The lessons went beyond riding or the intricacies of defense. 

“He prepares you for life after lacrosse,” Stanwick said. “He teaches you how to work hard, how to be a competitor and how to get things done.”

When two-time Schmeisser Award winner Tucker Durkin took a job as an intelligence analyst at Exelon after he graduated from Johns Hopkin in 2013, he remembered a lot of colleagues “freaking out” over the everyday conflicts that arise in the workplace. Durkin remained unfazed. “This is nothing,” he thought, compared to the intensity of a Pietramala-run practice on Homewood Field.

“He would prepare you so well,” Durkin said. “The pressure and intensity with which you’d play in practice, it was like, games were just fun. That’s what he got out of his players. You couldn’t take a day off.”

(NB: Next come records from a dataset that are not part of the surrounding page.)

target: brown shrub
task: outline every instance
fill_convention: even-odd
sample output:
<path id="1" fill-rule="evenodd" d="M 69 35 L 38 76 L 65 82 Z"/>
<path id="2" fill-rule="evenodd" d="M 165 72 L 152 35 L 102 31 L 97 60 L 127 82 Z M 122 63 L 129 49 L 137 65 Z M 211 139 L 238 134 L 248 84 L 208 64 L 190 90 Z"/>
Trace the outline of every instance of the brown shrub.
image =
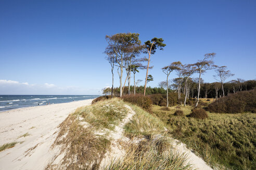
<path id="1" fill-rule="evenodd" d="M 167 104 L 167 95 L 161 94 L 155 94 L 149 95 L 148 96 L 152 101 L 153 105 L 160 106 L 166 106 Z M 169 106 L 173 106 L 178 104 L 178 94 L 174 92 L 168 93 L 168 101 Z"/>
<path id="2" fill-rule="evenodd" d="M 169 107 L 163 107 L 161 108 L 161 110 L 164 110 L 164 111 L 170 111 L 171 110 Z"/>
<path id="3" fill-rule="evenodd" d="M 111 95 L 106 95 L 106 96 L 102 96 L 97 97 L 96 98 L 94 99 L 94 100 L 92 102 L 92 104 L 93 104 L 98 101 L 100 101 L 104 100 L 108 100 L 109 98 L 111 98 Z"/>
<path id="4" fill-rule="evenodd" d="M 191 111 L 192 112 L 188 115 L 188 117 L 200 119 L 204 119 L 208 118 L 208 115 L 204 109 L 195 108 L 191 110 Z"/>
<path id="5" fill-rule="evenodd" d="M 138 106 L 147 111 L 150 111 L 152 104 L 152 101 L 148 96 L 144 96 L 142 95 L 126 95 L 123 96 L 122 98 L 125 102 L 127 102 Z"/>
<path id="6" fill-rule="evenodd" d="M 184 116 L 184 114 L 183 114 L 183 111 L 182 110 L 176 110 L 175 112 L 174 112 L 174 114 L 173 114 L 174 116 Z"/>
<path id="7" fill-rule="evenodd" d="M 242 91 L 220 98 L 207 107 L 216 113 L 256 112 L 256 90 Z"/>

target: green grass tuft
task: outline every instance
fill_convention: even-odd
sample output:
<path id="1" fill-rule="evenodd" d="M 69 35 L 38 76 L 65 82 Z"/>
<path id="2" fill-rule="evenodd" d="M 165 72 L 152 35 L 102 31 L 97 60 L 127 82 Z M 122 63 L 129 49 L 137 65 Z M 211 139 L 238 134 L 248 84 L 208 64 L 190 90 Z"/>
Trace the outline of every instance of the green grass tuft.
<path id="1" fill-rule="evenodd" d="M 15 145 L 16 145 L 17 143 L 17 142 L 15 141 L 15 142 L 12 142 L 11 143 L 6 144 L 1 146 L 0 147 L 0 152 L 5 149 L 14 147 L 15 146 Z"/>

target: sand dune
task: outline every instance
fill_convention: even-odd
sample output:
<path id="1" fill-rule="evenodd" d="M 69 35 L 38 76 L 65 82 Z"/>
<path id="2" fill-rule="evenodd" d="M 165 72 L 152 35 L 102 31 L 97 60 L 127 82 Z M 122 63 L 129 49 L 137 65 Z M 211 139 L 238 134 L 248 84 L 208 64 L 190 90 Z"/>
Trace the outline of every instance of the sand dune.
<path id="1" fill-rule="evenodd" d="M 0 113 L 0 146 L 18 142 L 0 152 L 0 169 L 43 169 L 54 155 L 49 149 L 58 125 L 78 107 L 92 100 L 20 108 Z M 22 136 L 23 135 L 24 136 Z"/>

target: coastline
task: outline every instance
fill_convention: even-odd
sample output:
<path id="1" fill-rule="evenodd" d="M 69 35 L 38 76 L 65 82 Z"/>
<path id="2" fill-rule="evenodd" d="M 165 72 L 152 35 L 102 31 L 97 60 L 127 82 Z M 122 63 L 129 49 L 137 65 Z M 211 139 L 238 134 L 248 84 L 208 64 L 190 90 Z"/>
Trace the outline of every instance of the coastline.
<path id="1" fill-rule="evenodd" d="M 93 100 L 1 112 L 0 146 L 17 144 L 0 152 L 0 169 L 44 169 L 54 156 L 50 148 L 58 133 L 59 124 L 77 108 L 90 105 Z"/>

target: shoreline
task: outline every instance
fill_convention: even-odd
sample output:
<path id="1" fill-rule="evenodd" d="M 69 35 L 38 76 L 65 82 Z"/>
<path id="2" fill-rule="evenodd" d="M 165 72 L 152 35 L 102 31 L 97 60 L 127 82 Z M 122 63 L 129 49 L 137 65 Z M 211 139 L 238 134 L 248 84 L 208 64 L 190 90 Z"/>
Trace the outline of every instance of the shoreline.
<path id="1" fill-rule="evenodd" d="M 50 146 L 59 124 L 78 108 L 89 105 L 87 99 L 1 112 L 0 146 L 16 142 L 0 152 L 0 169 L 44 169 L 54 156 Z"/>
<path id="2" fill-rule="evenodd" d="M 9 111 L 15 111 L 16 110 L 20 110 L 22 109 L 25 109 L 25 108 L 33 108 L 33 107 L 42 107 L 42 106 L 51 106 L 53 105 L 56 105 L 56 104 L 63 104 L 63 103 L 72 103 L 72 102 L 80 102 L 82 101 L 87 101 L 88 100 L 93 100 L 94 99 L 95 99 L 97 97 L 93 98 L 90 98 L 90 99 L 85 99 L 85 100 L 79 100 L 79 101 L 70 101 L 69 102 L 63 102 L 63 103 L 53 103 L 50 105 L 36 105 L 36 106 L 28 106 L 28 107 L 19 107 L 15 109 L 9 109 L 9 110 L 3 110 L 3 111 L 0 111 L 0 116 L 1 114 L 2 114 L 3 112 L 9 112 Z"/>

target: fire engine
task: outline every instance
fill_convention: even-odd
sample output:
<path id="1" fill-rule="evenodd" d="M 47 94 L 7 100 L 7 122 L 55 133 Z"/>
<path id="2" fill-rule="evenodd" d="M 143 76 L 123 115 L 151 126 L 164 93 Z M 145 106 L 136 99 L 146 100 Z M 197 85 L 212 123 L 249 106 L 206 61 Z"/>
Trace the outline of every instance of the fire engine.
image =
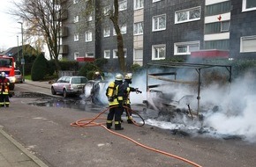
<path id="1" fill-rule="evenodd" d="M 0 73 L 4 72 L 6 77 L 10 80 L 10 90 L 14 90 L 15 84 L 15 62 L 13 57 L 7 55 L 0 56 Z"/>

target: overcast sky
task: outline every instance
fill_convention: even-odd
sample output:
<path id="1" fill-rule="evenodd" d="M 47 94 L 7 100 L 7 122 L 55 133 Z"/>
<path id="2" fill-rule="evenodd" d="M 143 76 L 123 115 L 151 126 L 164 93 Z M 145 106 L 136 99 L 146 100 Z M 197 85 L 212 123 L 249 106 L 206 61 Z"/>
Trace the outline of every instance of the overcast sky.
<path id="1" fill-rule="evenodd" d="M 15 0 L 15 2 L 19 0 Z M 11 47 L 21 45 L 21 25 L 17 23 L 13 16 L 8 14 L 13 9 L 11 0 L 1 0 L 0 4 L 0 50 L 6 50 Z"/>

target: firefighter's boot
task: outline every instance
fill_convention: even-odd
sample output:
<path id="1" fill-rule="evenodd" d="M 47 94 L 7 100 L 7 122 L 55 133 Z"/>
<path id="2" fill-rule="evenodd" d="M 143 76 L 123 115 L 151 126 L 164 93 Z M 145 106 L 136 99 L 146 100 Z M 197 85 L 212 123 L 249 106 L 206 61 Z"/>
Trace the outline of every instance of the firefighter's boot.
<path id="1" fill-rule="evenodd" d="M 121 127 L 121 124 L 115 124 L 115 130 L 124 130 L 124 127 Z"/>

Earlier this month, Pietramala sat down for a Big Ten Network interview with Mark Dixon. The conversation soon turned to the future, when the pandemic’s curve flattens enough so that sports and other normal life activities resume.

“It baffles me to even consider that I couldn’t be around my guys for five hours or five days, let alone five months,” Pietramala said. “So we’re trying to help them figure out what they need to do to prepare for when that day comes.”

Pietramala will no longer be there to guide them. 

Joel Tinney, a three-time All-American midfielder at Johns Hopkins who graduated in 2018, was among the throngs of former players who came to Pietramala’s defense on Twitter on Tuesday. He caught himself speaking in the present tense midway through an interview with US Lacrosse Magazine

"No one bleeds black and blue more than Coach Petro. The passion that he has for the program is … was second to none,” Tinney said. “It's sad. We wish he was still there, but if anyone knows how to get back on their feet and tough through things, it is Coach Petro. That's something that he always taught us. Whether it was a tough loss or something that is going on in our personal lives, he always told us to put one foot in front of the other and keep plugging along.”

Inside the Cordish Lacrosse Center at Johns Hopkins, there’s a sign that reads, “If you can’t find a way, make a way.” 

“It might not seem like there is an answer at the moment, but there is, you just have to work harder,” Pellegrino said about the phrase’s meaning and Pietramala advice.

At the moment, Hopkins is left searching for an answer about who will fill the void of arguably the most magnanimous figure in the lacrosse program’s rich and storied history.

— Matt Hamilton also contributed to this story.